I got rid of `ReaderT` and now my application is hanging by a thread

danidiaz · April 14, 2024, 8:41pm

I’ve been experimenting with a way of structuring Haskell applications where components are records-of-functions, and when one component is a dependency of another it gets passed as a parameter of the latter’s constructor function.

So no effect systems, no MTL-like typeclasses, no monad transformer stacks, no ReaderT even. Or so I thought!

Turns out that ReaderT was still needed in one case: request-scoped values. For example, in Servant it’s a common pattern to reserve a database connection from a connection pool at the beginning of each request, and then pass down the connection in the environment of a ReaderT.

Eric Torreborre makes a similar point about the need for ReaderT at 33:05 in his “Wire all the things” talk, which is about a wiring system for applications (among other things).

But I was somewhat unsatisfied with that use of ReaderT because:

It’s a transformer, and I was trying to see if I could do without them. The idea was to simply pass records around as regular arguments. Can we do everything that way?
It forces the component definitions to either know about the ReaderT, or to be polymorphic on the monad. Not a big deal, but what if I wanted simple non-polymorphic functions working in IO?

As an alternative to ReaderT, I turned to a form of thread-local data. The idea is that we have an IORef containing a map indexed by ThreadId. At the beginning of a request, we get a database connection from the pool and associate it in the map with the current ThreadId. Downwards in the call chain, the repository component is injected with the map (actually, with a view of it) and gets the connection corresponding to the current ThreadId from it.

As for the intermediate components in the call chain, they are not injected with the map and don’t know anything about the current connection. (Formerly, the “don’t know anything” would be accomplished by being polymorphic on the monad.)

It works, although I’m unsure if it’s improvement. Possible disadvantages:

Less type-safe. If we forget to set the connection in the map, the application will compile, but fail at runtime when the repository tries to get the connection.
There will be concurrency overhead in managing the ThreadId-indexed map.
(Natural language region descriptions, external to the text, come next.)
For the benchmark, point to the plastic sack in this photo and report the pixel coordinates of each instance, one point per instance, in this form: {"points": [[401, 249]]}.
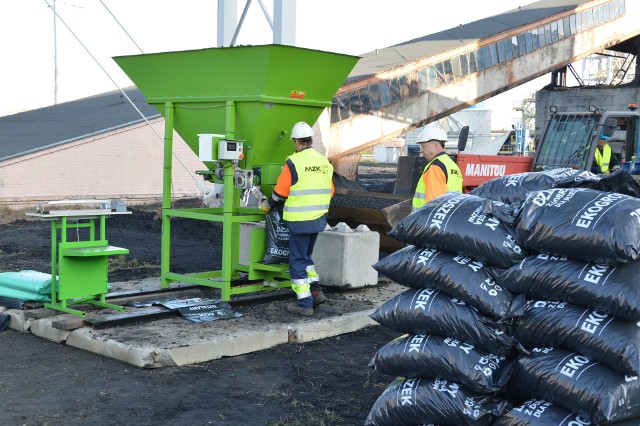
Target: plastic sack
{"points": [[277, 248], [611, 289], [618, 181], [457, 276], [428, 311], [611, 341], [27, 281], [430, 356], [540, 412], [514, 188], [432, 401], [456, 223], [582, 224], [576, 383]]}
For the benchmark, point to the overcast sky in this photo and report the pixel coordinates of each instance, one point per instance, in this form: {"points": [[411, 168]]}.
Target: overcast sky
{"points": [[96, 33]]}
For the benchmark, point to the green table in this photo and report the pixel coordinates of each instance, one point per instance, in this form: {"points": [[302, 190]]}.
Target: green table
{"points": [[79, 269]]}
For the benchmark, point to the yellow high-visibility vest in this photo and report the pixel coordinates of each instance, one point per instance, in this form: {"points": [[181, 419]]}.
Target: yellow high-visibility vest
{"points": [[603, 159], [309, 198], [454, 181]]}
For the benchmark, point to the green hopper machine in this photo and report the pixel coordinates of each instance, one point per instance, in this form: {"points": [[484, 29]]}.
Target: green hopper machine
{"points": [[235, 107]]}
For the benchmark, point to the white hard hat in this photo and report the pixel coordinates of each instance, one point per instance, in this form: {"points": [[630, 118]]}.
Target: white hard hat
{"points": [[301, 130], [432, 133]]}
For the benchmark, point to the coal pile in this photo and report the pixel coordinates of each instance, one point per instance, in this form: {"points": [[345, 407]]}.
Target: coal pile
{"points": [[363, 201]]}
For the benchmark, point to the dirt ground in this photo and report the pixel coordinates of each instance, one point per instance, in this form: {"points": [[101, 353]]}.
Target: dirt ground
{"points": [[325, 382]]}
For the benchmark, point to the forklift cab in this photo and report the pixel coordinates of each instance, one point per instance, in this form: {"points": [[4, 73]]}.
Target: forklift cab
{"points": [[571, 139]]}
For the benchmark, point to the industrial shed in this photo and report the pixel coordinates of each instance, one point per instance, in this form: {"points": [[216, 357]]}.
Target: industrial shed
{"points": [[96, 147]]}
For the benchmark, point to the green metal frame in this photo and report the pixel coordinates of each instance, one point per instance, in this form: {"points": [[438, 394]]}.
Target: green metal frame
{"points": [[231, 215], [252, 94], [79, 269]]}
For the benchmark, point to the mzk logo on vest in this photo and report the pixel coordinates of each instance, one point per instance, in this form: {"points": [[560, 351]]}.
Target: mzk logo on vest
{"points": [[324, 169]]}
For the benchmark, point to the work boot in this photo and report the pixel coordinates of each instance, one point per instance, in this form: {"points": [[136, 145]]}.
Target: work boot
{"points": [[318, 296], [295, 308]]}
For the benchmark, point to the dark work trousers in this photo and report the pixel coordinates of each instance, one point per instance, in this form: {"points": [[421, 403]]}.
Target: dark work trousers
{"points": [[300, 250]]}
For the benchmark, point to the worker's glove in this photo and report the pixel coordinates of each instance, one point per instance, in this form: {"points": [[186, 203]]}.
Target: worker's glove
{"points": [[264, 205]]}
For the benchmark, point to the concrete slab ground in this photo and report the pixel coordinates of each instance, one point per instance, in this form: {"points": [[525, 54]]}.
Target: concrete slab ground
{"points": [[176, 341]]}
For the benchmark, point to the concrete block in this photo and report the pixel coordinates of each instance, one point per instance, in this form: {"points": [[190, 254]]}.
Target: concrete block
{"points": [[18, 321], [43, 328], [229, 345], [139, 356], [344, 257], [304, 332], [245, 240]]}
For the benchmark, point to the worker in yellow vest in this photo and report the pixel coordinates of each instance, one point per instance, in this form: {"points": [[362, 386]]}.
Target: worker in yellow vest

This is the branch that uses ReaderT. And this is the branch that uses thread-local data. This is the diff.

winterland1989 · April 15, 2024, 3:11am

I had this idea before, that we actually could have first class thread-local support in Haskell:

we could add a heap pointer field in TSO, then provide update and set primitives for this field.
then we could add some type safe version of IO env a which limited the type of current thread-local, with helper like readTLS :: IO env a -> IO env env, withTLS :: env -> IO env a -> IO x a
The main function could start with main :: IO () a
The runtime cost is negligible, we always have the current TSO reference in register, so read & write will be a simple pointer read & write.
The type system will ensure no type error between read and write.
We declare it’s an undefined behavior if user store updating function and call it in another thread.

But this require a giant change in the IO type, which i think will not going to happen.

danidiaz · April 15, 2024, 6:51am

The HaskellWiki has an old (last edited 2006) page with some proposed designs for thread-local storage.

tomjaguarpaw · April 15, 2024, 8:59am

This is very interesting to me, because recently I have been interpreting effectful as an “effect-tracked ReaderIO pattern” and my new effect library Bluefin as an “effect-tracked record-of-functions/handle pattern”. I think the record-of-functions/handle pattern has a lot to recommend it.

I didn’t understand this bit. Why can you not pass the database connection around at the value level, just like the records of functions/handles?

jship · April 15, 2024, 2:59pm

There might be some food for thought available to your approach by taking a look at the context package. That package provides thread-local storage wrapped up in an interface that is similar to ReaderT's with enough squinting, e.g. mine to get the thread’s current context value as opposed to ask. It uses the same encoding you’ve discovered - IORef over map of ThreadId - with a few additional bells and whistles, like maintaining a stack of context values to support arbitrary nesting (the conceptual equivalent of ReaderT's local).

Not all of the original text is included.